Suprise bills that can run into the tens of thousands come when patients receive care at a provider that is not in the network of their insurer.

In a joint statement the associations said they “applaud the many members of the US Congress who are seeking to take action to protect patients from surprise medical bills. However, what is needed is a balanced, comprehensive solution to this problem, not a one-sided gift to the insurance industry that will create shortages in our emergency departments and an acceleration of health care consolidation.”

Proposals that have begun to advance in the US House and Senate “give unilateral control to the insurance industry to determine what should be the cost of care in these instances.No negotiation.No compromise.No recognition of special circumstances surrounding the care delivery,” according to the statement from medical societies in New Jersey, Pennsylvania, New Jersey, New York, Connecticut, Maine and Delaware.

The assocaitions noted that when insurers were given this discretion, “what followed in California was a 48 percent increase in patient access to care complaints including delays in obtaining care or securing physician appointments, inadequate selection of providers, and problems accessing facilities.”
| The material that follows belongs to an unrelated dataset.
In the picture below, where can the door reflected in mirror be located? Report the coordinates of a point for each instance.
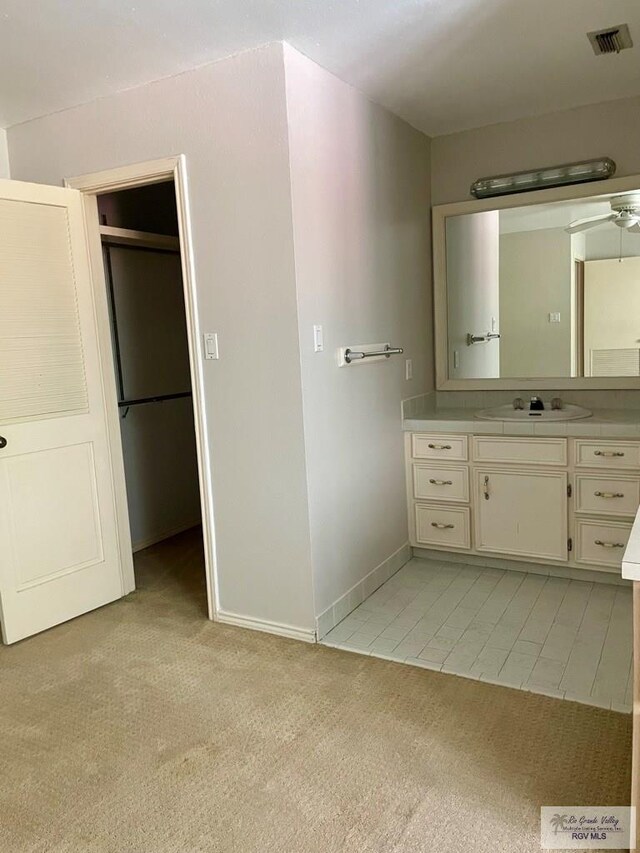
(545, 290)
The statement went on to praise laws in New York and Connecticut that strike a balance “among health insurers, physicians, and hospitals to protect patients from surprise medical bills, while also ensuring the ability of hospital emergency departments to have available needed on-call specialty physician care to provide patient care when time is of the essence”

A recently released report from the New York Department of Financial Services showed consumers have saved more than $400 million since the law’s enactment.It also reduced out-of-network billing by nearly 35 percent, the medical associationsnoted.